Il rookie Oliver Bearman, chiamato a sostituire Carlos Sainz alla Ferrari in Arabia Saudita lo scorso anno, è tornato al volante della VF-25. Tuttavia, il suo venerdì è finito prematuramente dopo un errore in curva 10 durante la FP1. Dopo appena una dozzina di giri, l’inglese ha perso il controllo della vettura finendo contro le barriere, danneggiando seriamente la sua monoposto.
Nonostante il grande lavoro dei meccanici per rimettere in pista la macchina in tempo per FP2, Bearman è stato costretto a restare ai box. “Sono un po’ triste per aver perso tutta la giornata di oggi,” ha ammesso il giovane pilota. “I ragazzi hanno fatto un lavoro incredibile per riparare l’auto, ma purtroppo non c’era abbastanza tempo. Ho commesso un piccolo errore in curva 10, sono finito largo e in quel punto l’asfalto è molto sconnesso, quindi ho perso il controllo della macchina.”

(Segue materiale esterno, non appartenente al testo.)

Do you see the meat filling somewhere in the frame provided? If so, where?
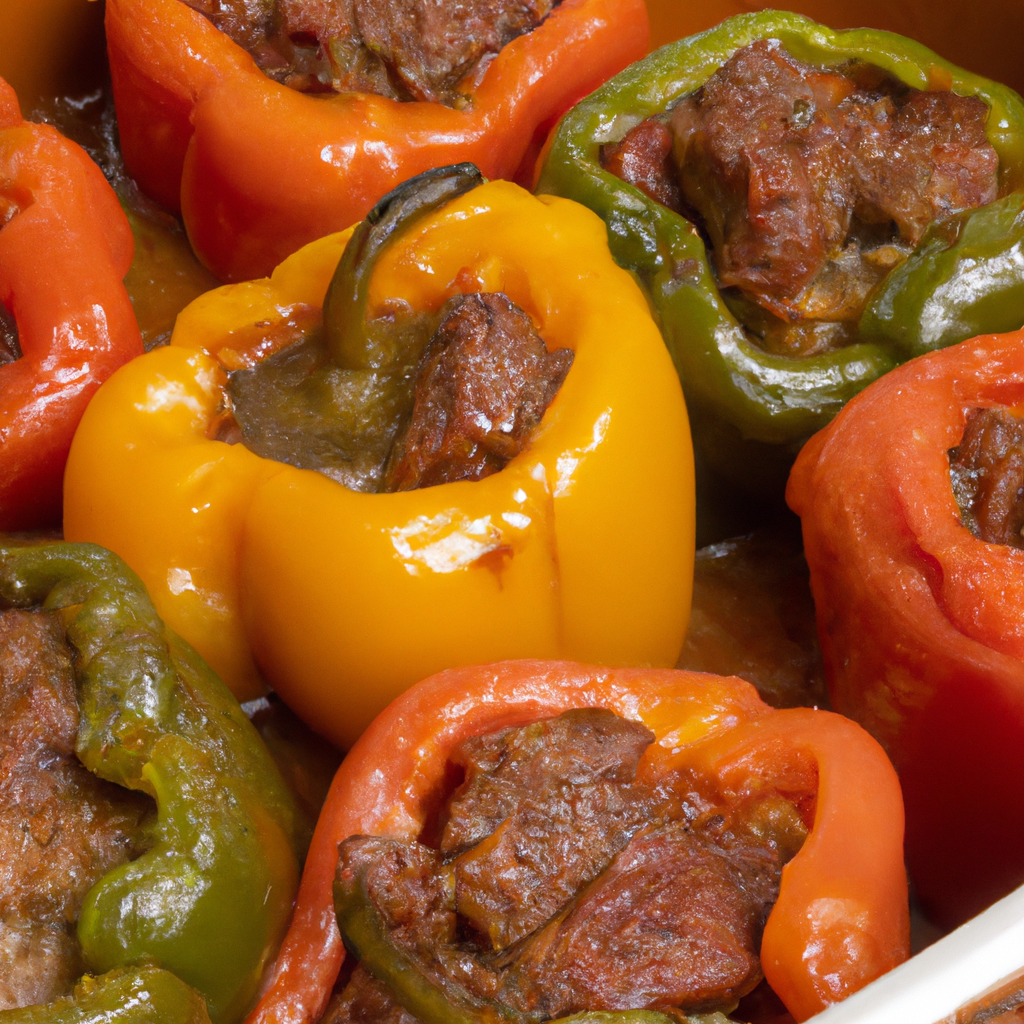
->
[224,293,572,492]
[384,293,572,490]
[0,611,148,1010]
[325,709,806,1024]
[603,40,998,355]
[0,302,22,367]
[185,0,553,106]
[949,409,1024,549]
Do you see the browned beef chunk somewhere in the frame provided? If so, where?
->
[441,708,654,854]
[0,611,147,1010]
[327,709,794,1024]
[385,293,572,490]
[949,409,1024,548]
[319,967,417,1024]
[185,0,274,51]
[503,822,779,1017]
[601,118,683,213]
[0,302,22,367]
[848,89,998,245]
[354,0,552,101]
[671,40,998,321]
[185,0,552,104]
[441,708,653,949]
[338,836,456,946]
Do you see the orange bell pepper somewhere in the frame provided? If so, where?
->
[65,181,693,745]
[0,79,142,529]
[786,332,1024,927]
[106,0,648,281]
[247,662,909,1024]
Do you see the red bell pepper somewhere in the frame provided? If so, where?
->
[0,79,142,529]
[106,0,649,281]
[787,332,1024,927]
[248,662,909,1024]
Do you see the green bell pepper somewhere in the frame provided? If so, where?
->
[538,10,1024,488]
[0,967,210,1024]
[0,544,307,1024]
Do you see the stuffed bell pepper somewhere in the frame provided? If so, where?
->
[0,80,142,529]
[540,11,1024,494]
[248,662,909,1024]
[787,325,1024,926]
[65,165,693,746]
[0,542,307,1024]
[106,0,648,281]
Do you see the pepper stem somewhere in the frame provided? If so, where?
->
[324,164,484,370]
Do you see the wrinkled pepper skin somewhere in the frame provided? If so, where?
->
[247,662,909,1024]
[0,544,303,1024]
[0,79,142,529]
[106,0,649,281]
[539,11,1024,490]
[787,333,1024,926]
[65,181,693,746]
[0,967,210,1024]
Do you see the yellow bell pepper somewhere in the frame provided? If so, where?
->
[65,181,693,745]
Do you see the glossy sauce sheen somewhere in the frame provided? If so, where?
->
[949,409,1024,548]
[325,709,806,1024]
[227,293,572,492]
[604,40,998,355]
[0,611,150,1010]
[186,0,552,105]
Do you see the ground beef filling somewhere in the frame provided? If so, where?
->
[224,293,572,492]
[325,709,806,1024]
[603,40,998,355]
[0,611,148,1010]
[0,302,22,367]
[185,0,553,106]
[949,409,1024,549]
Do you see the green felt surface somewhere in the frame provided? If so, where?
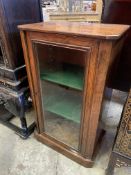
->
[43,83,82,123]
[41,66,84,90]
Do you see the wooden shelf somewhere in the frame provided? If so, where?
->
[43,82,82,123]
[41,65,84,90]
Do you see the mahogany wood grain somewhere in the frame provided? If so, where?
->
[19,23,129,167]
[19,22,129,39]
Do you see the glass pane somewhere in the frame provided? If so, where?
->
[34,43,86,149]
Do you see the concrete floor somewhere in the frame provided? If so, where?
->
[0,89,131,175]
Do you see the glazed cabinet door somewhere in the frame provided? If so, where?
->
[33,42,87,150]
[26,32,96,155]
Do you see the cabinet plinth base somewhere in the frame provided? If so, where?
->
[35,131,93,168]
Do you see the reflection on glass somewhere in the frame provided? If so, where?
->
[35,43,86,150]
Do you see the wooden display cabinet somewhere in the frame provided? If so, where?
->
[19,22,129,167]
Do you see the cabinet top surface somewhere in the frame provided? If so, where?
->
[18,22,130,39]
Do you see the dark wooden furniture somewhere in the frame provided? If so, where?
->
[19,22,129,167]
[106,89,131,175]
[0,0,42,137]
[102,0,131,91]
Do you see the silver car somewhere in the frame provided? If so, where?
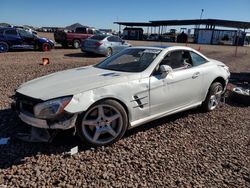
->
[81,35,131,57]
[12,47,230,146]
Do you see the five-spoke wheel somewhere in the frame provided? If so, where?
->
[77,100,128,146]
[202,82,223,111]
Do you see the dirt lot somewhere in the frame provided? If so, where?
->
[0,34,250,187]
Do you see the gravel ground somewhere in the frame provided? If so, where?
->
[0,39,250,187]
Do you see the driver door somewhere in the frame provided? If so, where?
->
[150,50,202,115]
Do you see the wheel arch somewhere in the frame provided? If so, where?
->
[210,76,226,89]
[86,97,130,122]
[203,76,226,101]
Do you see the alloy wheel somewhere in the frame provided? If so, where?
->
[81,104,123,144]
[208,85,223,110]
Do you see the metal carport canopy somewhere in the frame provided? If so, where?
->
[150,19,250,29]
[114,19,250,29]
[114,22,159,27]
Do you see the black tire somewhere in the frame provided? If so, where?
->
[201,82,223,112]
[0,42,9,53]
[106,48,113,57]
[62,42,69,48]
[42,42,51,52]
[72,39,81,49]
[76,100,128,147]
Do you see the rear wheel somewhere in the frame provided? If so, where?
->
[77,100,128,147]
[73,40,81,49]
[0,42,9,53]
[106,48,113,57]
[42,42,51,52]
[62,42,69,48]
[202,82,223,112]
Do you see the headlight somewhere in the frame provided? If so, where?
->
[34,97,72,119]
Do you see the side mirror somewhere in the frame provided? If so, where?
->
[160,65,173,78]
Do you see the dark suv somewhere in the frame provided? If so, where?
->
[0,27,54,53]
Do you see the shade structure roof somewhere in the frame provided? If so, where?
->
[114,19,250,29]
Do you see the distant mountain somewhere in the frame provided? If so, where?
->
[0,23,11,27]
[66,23,86,30]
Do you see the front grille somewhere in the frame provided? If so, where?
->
[15,93,43,115]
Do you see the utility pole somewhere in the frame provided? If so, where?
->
[198,9,204,29]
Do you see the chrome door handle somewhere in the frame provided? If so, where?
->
[192,72,200,79]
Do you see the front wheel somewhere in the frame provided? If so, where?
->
[76,100,128,147]
[106,48,113,57]
[73,40,81,49]
[0,42,9,53]
[202,82,223,112]
[42,42,51,52]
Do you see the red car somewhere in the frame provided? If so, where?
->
[54,27,99,49]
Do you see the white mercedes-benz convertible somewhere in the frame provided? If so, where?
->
[12,47,230,146]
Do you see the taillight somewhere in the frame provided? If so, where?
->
[95,42,102,46]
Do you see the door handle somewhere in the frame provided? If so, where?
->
[192,72,200,79]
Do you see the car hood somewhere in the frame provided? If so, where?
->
[17,66,135,100]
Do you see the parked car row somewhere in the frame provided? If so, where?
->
[81,35,132,57]
[0,27,131,57]
[54,27,101,49]
[0,27,54,53]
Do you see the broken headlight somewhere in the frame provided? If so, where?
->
[34,97,72,119]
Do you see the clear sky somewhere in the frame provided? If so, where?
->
[0,0,250,30]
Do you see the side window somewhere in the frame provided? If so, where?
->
[5,29,17,36]
[154,50,193,75]
[75,27,87,34]
[115,37,122,42]
[190,52,207,66]
[88,29,94,34]
[160,51,183,69]
[18,29,34,38]
[107,36,116,42]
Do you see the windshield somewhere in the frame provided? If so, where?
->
[18,29,34,38]
[90,35,107,40]
[95,48,161,72]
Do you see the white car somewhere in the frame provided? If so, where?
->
[12,47,230,146]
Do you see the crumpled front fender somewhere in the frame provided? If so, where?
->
[64,88,129,113]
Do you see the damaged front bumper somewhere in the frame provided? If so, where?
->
[18,112,77,130]
[11,102,77,130]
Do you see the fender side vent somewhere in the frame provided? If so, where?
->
[131,95,148,108]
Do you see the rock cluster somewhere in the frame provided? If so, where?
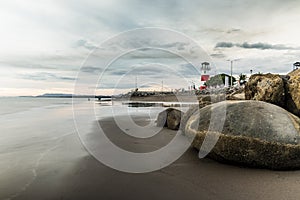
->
[286,69,300,116]
[182,101,300,170]
[156,108,183,130]
[245,74,285,107]
[245,69,300,116]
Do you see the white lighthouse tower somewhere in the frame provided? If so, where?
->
[200,62,211,89]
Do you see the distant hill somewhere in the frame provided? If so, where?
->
[36,93,95,98]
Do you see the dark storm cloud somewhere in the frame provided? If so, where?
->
[215,42,296,50]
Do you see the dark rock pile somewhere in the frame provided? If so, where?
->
[156,108,184,130]
[245,69,300,116]
[182,101,300,170]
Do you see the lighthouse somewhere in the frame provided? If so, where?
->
[201,62,211,84]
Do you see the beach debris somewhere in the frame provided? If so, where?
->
[156,108,184,130]
[181,100,300,170]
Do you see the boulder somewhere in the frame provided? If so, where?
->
[286,69,300,116]
[245,73,285,107]
[183,100,300,170]
[156,108,184,130]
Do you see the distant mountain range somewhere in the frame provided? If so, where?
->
[36,93,95,98]
[35,93,110,98]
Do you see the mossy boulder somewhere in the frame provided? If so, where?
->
[245,73,286,107]
[183,100,300,170]
[286,69,300,116]
[156,108,184,130]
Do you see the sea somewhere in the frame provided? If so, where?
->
[0,97,179,199]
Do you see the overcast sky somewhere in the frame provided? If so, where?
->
[0,0,300,96]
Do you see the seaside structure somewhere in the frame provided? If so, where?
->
[293,62,300,70]
[200,62,211,89]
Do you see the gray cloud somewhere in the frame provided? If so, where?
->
[20,72,76,81]
[215,42,297,50]
[80,66,103,74]
[75,39,97,50]
[210,53,226,58]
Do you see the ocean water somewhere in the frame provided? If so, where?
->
[0,97,171,199]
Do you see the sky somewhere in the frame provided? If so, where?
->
[0,0,300,96]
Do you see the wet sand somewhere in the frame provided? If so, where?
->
[0,115,300,200]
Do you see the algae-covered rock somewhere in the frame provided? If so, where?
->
[184,100,300,169]
[286,69,300,116]
[245,73,285,107]
[156,108,183,130]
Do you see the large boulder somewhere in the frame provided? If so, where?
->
[245,73,285,107]
[156,108,184,130]
[286,69,300,116]
[183,101,300,170]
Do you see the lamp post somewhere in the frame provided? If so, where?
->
[227,59,240,87]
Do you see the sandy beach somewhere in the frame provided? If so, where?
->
[0,108,300,200]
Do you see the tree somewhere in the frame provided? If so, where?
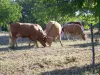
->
[0,0,22,29]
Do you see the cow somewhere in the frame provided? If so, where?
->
[62,24,86,40]
[9,22,47,47]
[45,21,63,46]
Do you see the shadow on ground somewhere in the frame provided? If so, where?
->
[69,43,100,48]
[0,36,9,45]
[41,63,100,75]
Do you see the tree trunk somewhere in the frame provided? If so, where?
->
[98,16,100,33]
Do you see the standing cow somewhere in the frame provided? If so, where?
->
[62,24,86,40]
[10,23,47,47]
[45,21,63,46]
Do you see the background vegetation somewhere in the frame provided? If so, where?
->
[0,0,100,31]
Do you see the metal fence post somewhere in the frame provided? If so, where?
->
[90,23,95,74]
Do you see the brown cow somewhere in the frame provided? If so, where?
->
[62,24,86,40]
[45,21,63,46]
[10,23,47,47]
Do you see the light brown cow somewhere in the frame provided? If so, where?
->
[45,21,63,46]
[10,23,47,47]
[62,24,86,40]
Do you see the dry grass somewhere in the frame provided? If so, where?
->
[0,30,100,75]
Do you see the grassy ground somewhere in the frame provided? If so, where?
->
[0,30,100,75]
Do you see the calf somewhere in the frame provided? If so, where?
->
[10,23,47,47]
[45,21,63,46]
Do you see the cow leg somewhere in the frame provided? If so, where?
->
[58,35,63,47]
[11,37,17,48]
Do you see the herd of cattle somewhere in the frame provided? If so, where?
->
[9,21,86,47]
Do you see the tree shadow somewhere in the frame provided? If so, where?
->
[69,43,100,48]
[41,63,100,75]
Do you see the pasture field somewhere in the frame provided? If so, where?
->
[0,32,100,75]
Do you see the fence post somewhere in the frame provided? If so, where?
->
[90,23,95,74]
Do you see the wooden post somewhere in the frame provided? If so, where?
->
[91,23,95,74]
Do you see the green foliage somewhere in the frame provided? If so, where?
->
[0,0,22,29]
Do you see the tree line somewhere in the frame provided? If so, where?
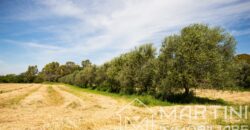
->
[0,24,250,100]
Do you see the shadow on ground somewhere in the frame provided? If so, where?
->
[167,94,228,105]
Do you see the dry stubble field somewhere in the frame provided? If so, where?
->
[0,84,250,130]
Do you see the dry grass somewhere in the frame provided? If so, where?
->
[47,86,64,105]
[0,84,250,130]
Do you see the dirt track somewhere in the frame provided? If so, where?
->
[0,84,249,130]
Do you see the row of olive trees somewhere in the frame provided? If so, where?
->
[0,61,81,83]
[59,24,250,99]
[0,24,250,99]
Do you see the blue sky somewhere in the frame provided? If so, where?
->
[0,0,250,74]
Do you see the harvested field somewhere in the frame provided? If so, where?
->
[0,84,250,130]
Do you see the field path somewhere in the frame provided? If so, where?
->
[0,84,249,130]
[20,85,48,107]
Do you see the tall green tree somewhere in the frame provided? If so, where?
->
[159,24,236,94]
[23,65,38,83]
[41,62,60,82]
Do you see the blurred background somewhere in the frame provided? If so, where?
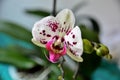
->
[0,0,120,80]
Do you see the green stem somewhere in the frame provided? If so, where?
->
[58,57,65,80]
[73,63,80,80]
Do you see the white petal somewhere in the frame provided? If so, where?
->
[65,26,83,62]
[56,9,75,35]
[32,16,59,44]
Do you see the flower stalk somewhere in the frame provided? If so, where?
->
[52,0,57,16]
[58,57,65,80]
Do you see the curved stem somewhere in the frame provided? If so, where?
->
[58,57,65,80]
[73,63,80,80]
[52,0,57,16]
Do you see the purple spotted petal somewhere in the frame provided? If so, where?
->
[49,52,61,63]
[32,16,60,44]
[65,26,83,62]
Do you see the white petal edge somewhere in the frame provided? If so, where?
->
[56,9,75,35]
[31,38,45,48]
[32,16,59,44]
[65,26,83,62]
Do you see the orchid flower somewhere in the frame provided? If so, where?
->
[32,9,83,63]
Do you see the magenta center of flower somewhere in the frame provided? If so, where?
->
[46,38,66,55]
[46,37,66,63]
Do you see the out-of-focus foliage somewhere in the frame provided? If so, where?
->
[26,10,50,17]
[0,1,118,80]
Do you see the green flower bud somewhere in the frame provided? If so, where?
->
[94,44,109,56]
[83,39,94,54]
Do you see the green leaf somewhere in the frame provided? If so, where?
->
[80,25,99,42]
[26,10,50,17]
[0,21,32,43]
[0,47,36,69]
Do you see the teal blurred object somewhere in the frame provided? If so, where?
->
[92,60,120,80]
[0,64,13,80]
[0,63,20,80]
[0,33,20,80]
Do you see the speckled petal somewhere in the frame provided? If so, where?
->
[56,9,75,36]
[49,52,61,63]
[32,16,60,46]
[65,26,83,62]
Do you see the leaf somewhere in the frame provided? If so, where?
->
[0,47,36,69]
[26,10,50,17]
[80,25,99,42]
[77,15,100,34]
[0,21,32,43]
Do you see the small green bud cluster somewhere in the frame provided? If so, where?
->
[83,39,112,59]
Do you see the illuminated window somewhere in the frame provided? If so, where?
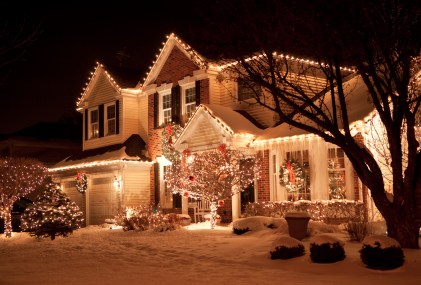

Prima dell’incidente, Bearman si era detto soddisfatto del feeling con la vettura, forse anche troppo: “Mi sentivo davvero a mio agio con la macchina – forse troppo.”
Haas ultima in classifica, Ocon fatica con il bilanciamento
Le difficoltà di Haas non si sono limitate all’incidente di Bearman. Esteban Ocon ha chiuso entrambe le sessioni in fondo alla classifica dei tempi, con un ritardo di sei decimi dal penultimo team.
Il team principal Ayao Komatsu ha ammesso che la squadra non ha trovato la prestazione che si aspettava in Australia: “Oggi è stata una giornata piuttosto difficile. Avevamo un’indicazione in FP1 sul motivo della nostra scarsa competitività, ma con l’incidente di Ollie non siamo riusciti a verificarlo fino in fondo.”

Anche Ocon ha parlato di un venerdì complicato: “Non è stata la giornata più semplice. È normale che ci siano difficoltà nel primo giorno della stagione, ma dobbiamo mettere insieme più elementi per sfruttare al meglio la macchina. Abbiamo fatto un passo avanti tra FP1 e FP2, ma serve di più.”
Il pilota francese, però, è ottimista sulle possibilità di miglioramento: “Abbiamo una direzione chiara da seguire per domani. Ora dobbiamo lavorare sodo per trovare più prestazione in vista delle qualifiche.”